Он как дельфин, внезапно выпрыгнул из кипятка своим холеным белым телом, поднимая со дна красную муть и разливая вокруг нас целые потоки крови, допрыгнул до нас и, вцепившись желтыми острыми зубами в голую лодыжку моего спутника, стал с хрустом грызть ее и тянуть его на дно. Тартюф дико вскрикнул от ужаса и боли и всплеснул руками. Я молча тянул его за шиворот к себе на мелководье, а бесноватый тиран – в губительную глубину. Ворот трещал. Борясь, мы чуть не разорвали Тартюфа надвое. Я страшно боялся, что на нашу возню сбегутся бесы, но они все также неподвижно маячили на фоне неба, видно привыкнув к возне и крикам кровожадного тирана. Тиран сопел, не разжимая крепких зубов, сомкнутых на хрустящей кости. Круглые камни у брода стали один за другим поворачиваться в нашу сторону, обнаруживая одинаковые человеческие лица с горящими ненавистью глазами и окровавленными оскаленными пастями. Медлить было смерти подобно. Первым попавшимся булыжником я ударил его по голове, чтобы она треснула, но понадобилось еще несколько увесистых ударов, пока он, наконец, обмяк и мы смогли отшвырнуть его на глубину, куда он так стремился. Тартюф рыдал в голос, невзирая на опасность; я зажимал ему рукой рот. Один из бесов нерешительно двинулся в нашу сторону, но по дороге передумал и снова замер на своем посту. Похоже, даже они без крайней надобности не рисковали приближаться к бесноватым. Мы выползли на желанный берег.
– Кто этот мерзкий тип? Кто этот сумасшедший? – икал и всхлипывал Тартюф сквозь лязгающие зубы, больше нуждаясь в успокоительном звуке моего голоса, чем в моем ответе. Он находился в нервном шоке от случившегося. Его трясло, и он не мог взять себя в руки. Я озабоченно осматривал его пострадавшую лодыжку. Кусок кожи был оторван грязными зубами бесноватого, кусок мяса откушен почти до голой кости. В рану набилась грязь. Нога уже начала краснеть и опухать. Не отвертеться было от гангрены. Если мы вовремя не дойдем до Стикса скакать Тартюфу вечность на одной ноге.
– Как? Больно? Очень?
– Очень, очень больно.
– Наступать можешь?
– Я попробую. – Он встал на четвереньки и, осторожно приподнявшись в высоких густых зарослях, согнул колени и сделал несколько шагов. – Терпимо. Расхожусь. Пройдет.
Он даже жалко улыбнулся, но губы его все еще дрожали и кривились. Геройствовал. Я был настроен более пессимистично. Я знал симптомы. Заражение крови было неизбежно.
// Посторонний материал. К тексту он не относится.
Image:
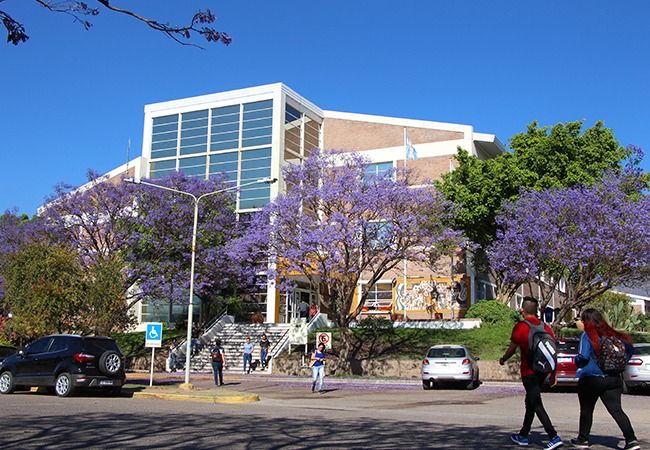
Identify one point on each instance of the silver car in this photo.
(637, 371)
(450, 363)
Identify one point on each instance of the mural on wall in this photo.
(431, 296)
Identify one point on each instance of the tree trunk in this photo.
(344, 365)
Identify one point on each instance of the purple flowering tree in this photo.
(159, 248)
(336, 226)
(588, 238)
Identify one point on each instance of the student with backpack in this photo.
(218, 361)
(536, 344)
(604, 353)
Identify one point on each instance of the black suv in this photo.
(63, 363)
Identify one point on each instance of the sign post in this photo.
(153, 339)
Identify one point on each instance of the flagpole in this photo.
(406, 150)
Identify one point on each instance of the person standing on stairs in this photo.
(248, 353)
(265, 344)
(218, 359)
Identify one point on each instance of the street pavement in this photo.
(352, 413)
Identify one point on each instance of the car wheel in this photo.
(7, 383)
(64, 385)
(110, 363)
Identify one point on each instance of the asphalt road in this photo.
(351, 414)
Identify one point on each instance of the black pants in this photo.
(217, 368)
(609, 390)
(534, 406)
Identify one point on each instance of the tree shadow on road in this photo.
(218, 429)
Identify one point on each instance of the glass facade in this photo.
(232, 142)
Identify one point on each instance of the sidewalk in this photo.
(168, 387)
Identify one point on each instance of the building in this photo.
(249, 134)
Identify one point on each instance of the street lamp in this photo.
(190, 307)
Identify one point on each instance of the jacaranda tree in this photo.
(587, 238)
(159, 247)
(337, 226)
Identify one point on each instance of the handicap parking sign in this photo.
(153, 335)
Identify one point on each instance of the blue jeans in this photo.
(217, 369)
(248, 357)
(318, 375)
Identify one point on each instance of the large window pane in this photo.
(192, 166)
(164, 136)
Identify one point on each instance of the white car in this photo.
(448, 364)
(637, 371)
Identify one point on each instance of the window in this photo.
(380, 298)
(379, 234)
(377, 170)
(257, 121)
(193, 167)
(224, 164)
(224, 132)
(38, 346)
(446, 353)
(164, 136)
(255, 165)
(194, 132)
(160, 169)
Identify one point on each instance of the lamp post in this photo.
(190, 306)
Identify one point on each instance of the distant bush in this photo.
(492, 312)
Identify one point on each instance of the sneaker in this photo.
(579, 443)
(519, 439)
(554, 443)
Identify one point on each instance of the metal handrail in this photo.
(180, 348)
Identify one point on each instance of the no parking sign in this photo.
(324, 338)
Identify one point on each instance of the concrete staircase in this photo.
(233, 336)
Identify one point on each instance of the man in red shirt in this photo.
(533, 381)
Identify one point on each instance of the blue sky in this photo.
(71, 99)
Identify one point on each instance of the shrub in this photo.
(492, 312)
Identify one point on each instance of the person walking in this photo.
(265, 344)
(531, 380)
(594, 382)
(317, 364)
(218, 359)
(248, 353)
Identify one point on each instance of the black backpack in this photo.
(542, 349)
(612, 356)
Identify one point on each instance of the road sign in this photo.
(153, 335)
(324, 338)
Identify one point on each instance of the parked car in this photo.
(565, 372)
(64, 363)
(637, 371)
(450, 363)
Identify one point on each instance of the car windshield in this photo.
(6, 351)
(568, 347)
(642, 350)
(446, 353)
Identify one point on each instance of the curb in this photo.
(241, 398)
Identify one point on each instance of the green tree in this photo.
(44, 289)
(542, 157)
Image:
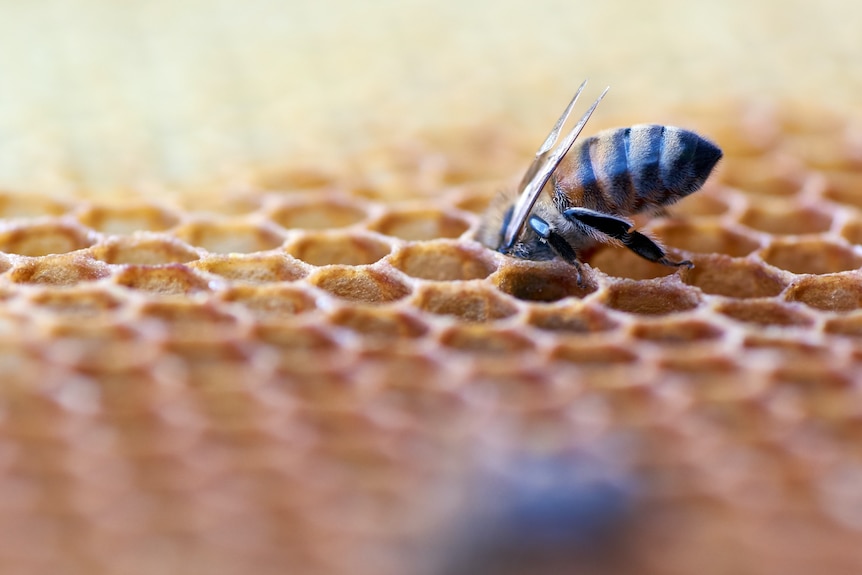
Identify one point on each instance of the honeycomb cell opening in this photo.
(362, 285)
(542, 281)
(319, 215)
(193, 323)
(227, 237)
(706, 237)
(419, 225)
(839, 293)
(472, 303)
(79, 301)
(59, 270)
(701, 204)
(302, 339)
(44, 238)
(847, 325)
(163, 280)
(14, 206)
(566, 319)
(480, 340)
(594, 354)
(253, 268)
(677, 331)
(144, 249)
(376, 324)
(842, 186)
(811, 256)
(441, 261)
(622, 263)
(724, 276)
(320, 249)
(271, 302)
(652, 297)
(128, 219)
(765, 313)
(781, 218)
(774, 175)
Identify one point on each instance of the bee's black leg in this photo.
(557, 242)
(648, 249)
(618, 229)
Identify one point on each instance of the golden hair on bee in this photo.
(576, 195)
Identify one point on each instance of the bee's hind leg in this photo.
(648, 249)
(619, 229)
(557, 242)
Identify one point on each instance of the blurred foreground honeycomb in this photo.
(291, 380)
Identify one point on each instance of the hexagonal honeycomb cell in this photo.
(312, 365)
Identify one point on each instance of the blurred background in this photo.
(102, 96)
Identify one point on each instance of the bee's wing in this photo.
(543, 166)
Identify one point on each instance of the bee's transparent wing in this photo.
(543, 166)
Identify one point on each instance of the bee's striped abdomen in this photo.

Оторвав рукав от моей рубашки, мы промыли рану и, как умели, сделали перевязку.
– Ищите их, ищите! – раздался совсем рядом зычный грубый голос и послышался дробный перестук многочисленных копыт. – Они должны быть где-то здесь!
Мы, не сговариваясь, присели на четвереньки. Вдоль реки, взяв наизготовку луки, про-скакал боевой отряд кентавров, численностью голов около тридцати. В их обязанности входило патрулирование этих мест. Нарочно создавая громкий шум, они длинными пиками кололи невысокие кусты, словно надеялись таким образом вспугнуть притаившуюся птицу. Первым шел Фол; на крупе у него, обхватив его за талию когтистой черной лапой, сидел прекраснолицый черный ангел с нетопырьими крылами и разноцветными глазами. Шумным взмахом крыл он поощрял отряд на поиски. Я с содроганием узнал прекрасный облик Князя Тьмы, светлейшего и лучезарнейшего Люцифера. Солнце садилось, и положенный нам день неприкосновенности незаметно истек. Люцифер, как обещал, уже стал наступать на наши пятки. Выждав, когда они отъедут, небрежно пошарив в густых прибрежных зарослях и на этом успокоившись, словно их главной задачей было создание видимости погони, а не сама погоня, мы двинулись в путь через страну унылого дождя и вечной слякоти, в которой разъезжались ноги.